VI. OBLIGATION TO MAINTAIN DATA CONFIDENTIALITY:

All employees of the Swietelsky business group and employees of the contractual partners are contractually obligated to maintain confidentiality and are regularly informed and instructed on the safe handling of personal and other critical data.

VII. DATA SECURITY:

The protection of the confidentiality, availability and integrity of data is a significant task for Swietelsky. The same applies equally to operational secrets, client data, personal data and other critical information.

For this purpose, technical and organisational safety measures are established and continually improved in accordance with the current standard of technology and internationally recognised best practices and safety standards.

VIII. DATA PROTECTION OFFICERS:

Swietelsky is not required to appoint a data protection officer as article 37, section 1 of the EU GDPR does not apply. Due to the importance of data protection, Swietelsky has decided to voluntarily appoint a data protection officer. This officer is available to those affected and the data protection authorities as a point of contact.

IX. RIGHTS OF THOSE AFFECTED:

Each affected person whose data is processed by Swietelsky has the option at any time to invoke their own rights and apply these at Swietelsky. To exercise your rights, you can contact us in writing at any time by sending an email to datenschutz@swietelsky.com.

Disclosure: Those affected can request a disclosure at any time of which personal data is processed about them and which purposes this processing serves.

Rectification: Those affected have the right to request the immediate rectification of incorrect personal data relating to them.

Limitation: Affected people have the right to limit processing if the correctness of the data relating to them is disputed, the processing is unlawful, the data is no longer needed for processing or the affected people have revoked the processing.

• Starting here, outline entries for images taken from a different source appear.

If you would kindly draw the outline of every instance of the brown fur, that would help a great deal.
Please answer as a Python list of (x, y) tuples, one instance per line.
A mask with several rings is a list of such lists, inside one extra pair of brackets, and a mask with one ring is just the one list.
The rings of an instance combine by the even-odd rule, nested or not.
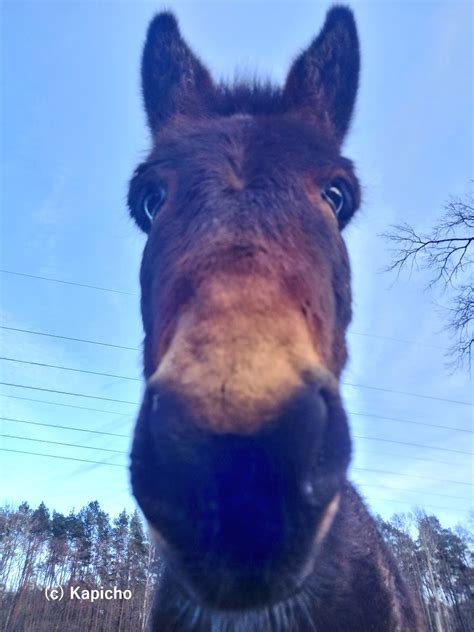
[(155, 631), (422, 632), (346, 480), (341, 231), (360, 194), (340, 146), (358, 67), (344, 8), (282, 90), (216, 86), (173, 16), (150, 25), (153, 148), (129, 194), (148, 233), (131, 472), (166, 560)]

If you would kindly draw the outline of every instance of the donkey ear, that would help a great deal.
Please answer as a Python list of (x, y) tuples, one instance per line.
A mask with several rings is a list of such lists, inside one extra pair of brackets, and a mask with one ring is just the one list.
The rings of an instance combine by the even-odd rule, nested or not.
[(341, 142), (349, 127), (359, 80), (359, 41), (352, 12), (328, 11), (320, 34), (293, 63), (285, 84), (288, 111), (323, 117)]
[(151, 22), (142, 58), (142, 90), (148, 124), (158, 131), (175, 114), (199, 116), (213, 89), (207, 69), (181, 38), (172, 13)]

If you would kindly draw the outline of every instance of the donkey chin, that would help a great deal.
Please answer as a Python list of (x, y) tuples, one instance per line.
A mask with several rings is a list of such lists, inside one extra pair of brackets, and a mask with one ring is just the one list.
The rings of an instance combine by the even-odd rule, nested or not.
[(206, 389), (205, 365), (194, 389), (189, 363), (179, 366), (176, 375), (165, 356), (148, 381), (131, 468), (174, 592), (219, 610), (291, 599), (317, 564), (350, 459), (336, 380), (306, 369), (271, 406), (249, 388), (239, 399), (231, 379), (223, 393), (222, 376), (219, 392), (209, 376)]

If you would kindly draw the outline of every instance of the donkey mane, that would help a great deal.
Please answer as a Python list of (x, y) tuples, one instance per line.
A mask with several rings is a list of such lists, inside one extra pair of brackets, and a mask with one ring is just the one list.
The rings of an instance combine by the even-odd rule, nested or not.
[(218, 84), (210, 105), (218, 116), (269, 116), (284, 112), (281, 88), (258, 78), (239, 78), (231, 85), (223, 82)]

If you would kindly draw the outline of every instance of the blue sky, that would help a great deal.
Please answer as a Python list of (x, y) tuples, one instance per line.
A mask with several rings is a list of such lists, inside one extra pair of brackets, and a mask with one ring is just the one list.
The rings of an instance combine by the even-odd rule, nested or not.
[[(175, 10), (183, 35), (214, 76), (232, 78), (238, 69), (283, 81), (329, 4), (165, 6)], [(473, 8), (429, 1), (351, 6), (362, 75), (345, 155), (355, 161), (364, 191), (363, 207), (346, 231), (354, 285), (343, 378), (354, 435), (351, 478), (374, 512), (388, 517), (417, 505), (453, 525), (465, 522), (472, 507), (474, 428), (466, 405), (472, 385), (465, 373), (445, 368), (446, 299), (424, 290), (422, 273), (396, 281), (381, 272), (390, 253), (380, 233), (402, 221), (428, 228), (449, 195), (467, 191)], [(38, 440), (0, 437), (3, 448), (109, 465), (1, 452), (0, 503), (45, 500), (68, 511), (97, 498), (112, 514), (134, 507), (127, 470), (115, 466), (127, 464), (142, 390), (138, 267), (144, 238), (128, 219), (125, 196), (149, 143), (139, 60), (148, 21), (161, 8), (105, 0), (2, 5), (1, 268), (116, 290), (1, 273), (2, 324), (129, 348), (0, 330), (2, 357), (119, 376), (3, 360), (2, 382), (34, 387), (1, 386), (3, 417), (123, 435), (3, 420), (2, 434)]]

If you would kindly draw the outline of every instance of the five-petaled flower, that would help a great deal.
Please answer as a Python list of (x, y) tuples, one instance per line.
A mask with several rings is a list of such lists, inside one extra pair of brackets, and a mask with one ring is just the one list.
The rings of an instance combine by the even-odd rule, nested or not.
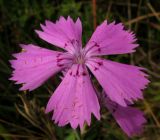
[[(60, 17), (56, 23), (46, 21), (43, 31), (36, 30), (40, 38), (64, 51), (53, 51), (36, 45), (20, 45), (22, 52), (13, 54), (14, 68), (11, 80), (23, 84), (20, 90), (34, 90), (59, 71), (66, 70), (64, 78), (51, 96), (46, 113), (54, 111), (52, 119), (59, 126), (68, 123), (81, 128), (91, 123), (91, 113), (99, 120), (100, 105), (90, 72), (96, 77), (106, 94), (106, 107), (118, 124), (129, 135), (138, 133), (145, 122), (143, 113), (129, 107), (142, 99), (142, 90), (148, 84), (143, 68), (105, 60), (99, 56), (134, 52), (138, 44), (135, 35), (123, 25), (104, 21), (97, 27), (86, 46), (82, 47), (82, 25), (78, 18)], [(131, 124), (131, 123), (134, 124)]]

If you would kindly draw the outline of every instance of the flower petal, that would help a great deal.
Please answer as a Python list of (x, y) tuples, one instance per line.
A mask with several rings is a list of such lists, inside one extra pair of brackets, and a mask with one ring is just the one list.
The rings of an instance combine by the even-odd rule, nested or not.
[(123, 29), (124, 26), (104, 21), (97, 27), (86, 45), (88, 56), (125, 54), (134, 52), (138, 44), (134, 33)]
[(91, 113), (100, 119), (100, 107), (89, 74), (84, 65), (74, 64), (51, 96), (46, 112), (54, 110), (53, 120), (59, 126), (68, 123), (82, 128), (91, 122)]
[(142, 99), (142, 89), (148, 84), (143, 68), (92, 58), (87, 66), (112, 101), (127, 106), (126, 102)]
[(36, 30), (40, 38), (71, 53), (81, 49), (82, 24), (79, 18), (74, 22), (70, 17), (60, 17), (56, 23), (46, 21), (45, 24), (41, 25), (43, 31)]
[(112, 102), (109, 98), (106, 98), (106, 107), (129, 137), (140, 134), (143, 131), (143, 125), (146, 123), (146, 119), (140, 110), (130, 106), (120, 106)]
[(22, 52), (13, 54), (15, 60), (10, 60), (14, 68), (10, 80), (23, 84), (20, 90), (33, 90), (43, 84), (53, 74), (62, 70), (69, 63), (69, 55), (44, 49), (32, 44), (21, 45)]

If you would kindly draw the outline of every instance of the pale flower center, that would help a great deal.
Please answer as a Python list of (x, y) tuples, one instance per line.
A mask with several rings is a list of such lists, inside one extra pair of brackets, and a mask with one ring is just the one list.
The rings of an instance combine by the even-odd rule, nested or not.
[(83, 50), (80, 50), (77, 52), (77, 54), (74, 55), (74, 63), (76, 64), (84, 64), (86, 61), (85, 54)]

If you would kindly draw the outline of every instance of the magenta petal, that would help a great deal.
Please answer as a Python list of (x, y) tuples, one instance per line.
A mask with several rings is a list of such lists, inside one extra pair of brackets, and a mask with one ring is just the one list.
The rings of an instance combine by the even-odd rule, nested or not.
[(81, 49), (82, 24), (79, 18), (74, 22), (70, 17), (60, 17), (56, 23), (46, 21), (45, 24), (41, 25), (43, 31), (36, 30), (40, 38), (72, 54)]
[(142, 90), (149, 81), (142, 68), (100, 58), (90, 59), (87, 66), (112, 101), (127, 106), (126, 101), (143, 98)]
[[(21, 45), (22, 52), (13, 54), (16, 58), (11, 60), (14, 68), (10, 80), (16, 84), (23, 84), (20, 90), (33, 90), (43, 84), (53, 74), (62, 70), (68, 63), (62, 52), (51, 51), (35, 45)], [(59, 61), (58, 61), (59, 60)]]
[(93, 33), (86, 45), (87, 56), (125, 54), (134, 52), (138, 44), (135, 35), (123, 29), (124, 26), (115, 22), (104, 21)]
[(52, 119), (59, 126), (68, 123), (82, 128), (91, 123), (91, 113), (100, 119), (100, 107), (89, 74), (84, 65), (74, 64), (51, 96), (46, 112), (54, 110)]
[(106, 107), (129, 137), (142, 133), (143, 125), (146, 123), (143, 112), (130, 106), (122, 107), (109, 98), (106, 98)]

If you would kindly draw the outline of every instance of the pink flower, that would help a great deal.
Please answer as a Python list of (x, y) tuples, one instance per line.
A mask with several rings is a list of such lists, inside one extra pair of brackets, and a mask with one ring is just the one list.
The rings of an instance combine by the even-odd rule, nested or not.
[[(70, 17), (61, 17), (56, 23), (46, 21), (43, 31), (36, 31), (40, 38), (64, 51), (53, 51), (36, 45), (21, 45), (22, 52), (11, 60), (14, 68), (11, 80), (23, 84), (20, 90), (34, 90), (59, 71), (67, 70), (62, 82), (51, 96), (46, 113), (54, 111), (52, 119), (59, 126), (68, 123), (82, 128), (91, 123), (91, 113), (99, 120), (100, 106), (88, 69), (105, 90), (108, 98), (118, 105), (127, 106), (142, 99), (142, 90), (148, 84), (143, 68), (120, 64), (100, 58), (102, 55), (134, 52), (138, 44), (135, 35), (126, 31), (122, 24), (104, 21), (82, 48), (82, 25)], [(119, 109), (117, 114), (125, 109)], [(127, 107), (128, 108), (128, 107)], [(132, 108), (128, 108), (134, 112)], [(120, 113), (119, 113), (120, 112)], [(115, 118), (118, 115), (115, 114)], [(139, 116), (139, 115), (138, 115)], [(123, 117), (123, 116), (122, 116)], [(141, 119), (140, 119), (141, 120)], [(121, 120), (118, 118), (119, 124)], [(143, 122), (135, 121), (137, 127)]]

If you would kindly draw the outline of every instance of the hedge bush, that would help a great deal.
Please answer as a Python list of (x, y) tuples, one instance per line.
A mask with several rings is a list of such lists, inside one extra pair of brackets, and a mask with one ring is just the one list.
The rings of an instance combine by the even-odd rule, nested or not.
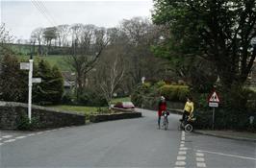
[(39, 128), (40, 123), (38, 118), (32, 118), (31, 122), (27, 116), (22, 115), (17, 119), (17, 130), (20, 131), (34, 131)]
[(189, 86), (165, 84), (159, 88), (159, 94), (166, 97), (167, 101), (184, 102), (190, 94)]
[(166, 101), (184, 102), (186, 96), (190, 94), (189, 86), (170, 85), (160, 81), (154, 84), (145, 83), (139, 85), (132, 94), (132, 102), (137, 107), (156, 109), (161, 96), (165, 96)]

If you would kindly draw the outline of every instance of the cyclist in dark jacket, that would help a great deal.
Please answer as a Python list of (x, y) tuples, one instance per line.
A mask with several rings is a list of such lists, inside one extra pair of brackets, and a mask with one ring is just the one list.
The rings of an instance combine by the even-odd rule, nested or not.
[(166, 110), (166, 98), (164, 96), (161, 96), (161, 100), (158, 104), (158, 129), (160, 129), (160, 122), (161, 122), (161, 116), (162, 112)]

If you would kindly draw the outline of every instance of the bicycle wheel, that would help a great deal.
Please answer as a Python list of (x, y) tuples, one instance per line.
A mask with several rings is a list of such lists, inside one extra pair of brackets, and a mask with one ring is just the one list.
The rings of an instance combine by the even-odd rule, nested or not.
[(191, 124), (187, 124), (184, 128), (185, 132), (191, 132), (192, 131), (192, 126)]
[(168, 128), (168, 122), (167, 122), (167, 119), (165, 118), (165, 119), (164, 119), (164, 129), (166, 131), (167, 128)]

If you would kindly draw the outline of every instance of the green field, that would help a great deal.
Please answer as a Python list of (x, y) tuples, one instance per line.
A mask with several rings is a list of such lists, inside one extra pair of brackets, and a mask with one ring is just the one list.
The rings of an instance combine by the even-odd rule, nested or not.
[(123, 98), (115, 98), (112, 100), (112, 104), (116, 104), (117, 102), (131, 102), (130, 97), (123, 97)]
[[(116, 98), (113, 99), (112, 104), (115, 104), (116, 102), (128, 102), (128, 101), (131, 101), (129, 97)], [(100, 109), (107, 108), (107, 107), (83, 107), (83, 106), (69, 106), (69, 105), (50, 106), (49, 108), (61, 110), (75, 111), (86, 115), (98, 113)]]
[(82, 106), (69, 106), (69, 105), (50, 106), (49, 108), (66, 110), (66, 111), (75, 111), (78, 113), (88, 114), (88, 115), (91, 113), (97, 113), (98, 109), (100, 108), (100, 107), (82, 107)]
[[(65, 58), (68, 56), (59, 56), (59, 55), (49, 55), (47, 57), (34, 57), (35, 61), (38, 61), (39, 60), (47, 60), (50, 65), (57, 65), (61, 71), (70, 71), (70, 67), (65, 61)], [(18, 59), (22, 61), (28, 61), (29, 56), (18, 56)]]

Revocation: Those affected have the right to object to the processing of personal data relating to them.

Transferability: Affected people have the right to receive the personal data relating to them that they have made available to Swietelsky in a structured, common and machine-readable format. They also have the right to request the transfer of this data to another responsible party provided this is technically feasible. The transferability only applies to personal data, which is processed with the help of automated processes.

Deletion - right to be forgotten: The affected person has the right to request the immediate deletion of the personal data relating to them if there is no legal basis for the processing of the data or there ceases to be such a basis, the data processing is revoked or the data processing is unlawful and no legal retention period makes deletion impossible. Data security is also important in relation to rights, so the invocation of rights is only possible after an unequivocal identification of the affected person is possible.

Right to complain: Those affected have the right to issue a complaint to the data protection authority at any time.

X. CONTINUAL CONTROL AND IMPROVEMENT:

The continual improvement of quality and processes is very important to Swietelsky. There are defined processes for continually increasing quality, which has also been proven with a certification in accordance with ISO 9001. Adherence to data protection guidelines and the applicable legislation and the effectiveness of data protection and data security measures is measured and increased continually with the help of this process to ensure the data protection measures are run optimally.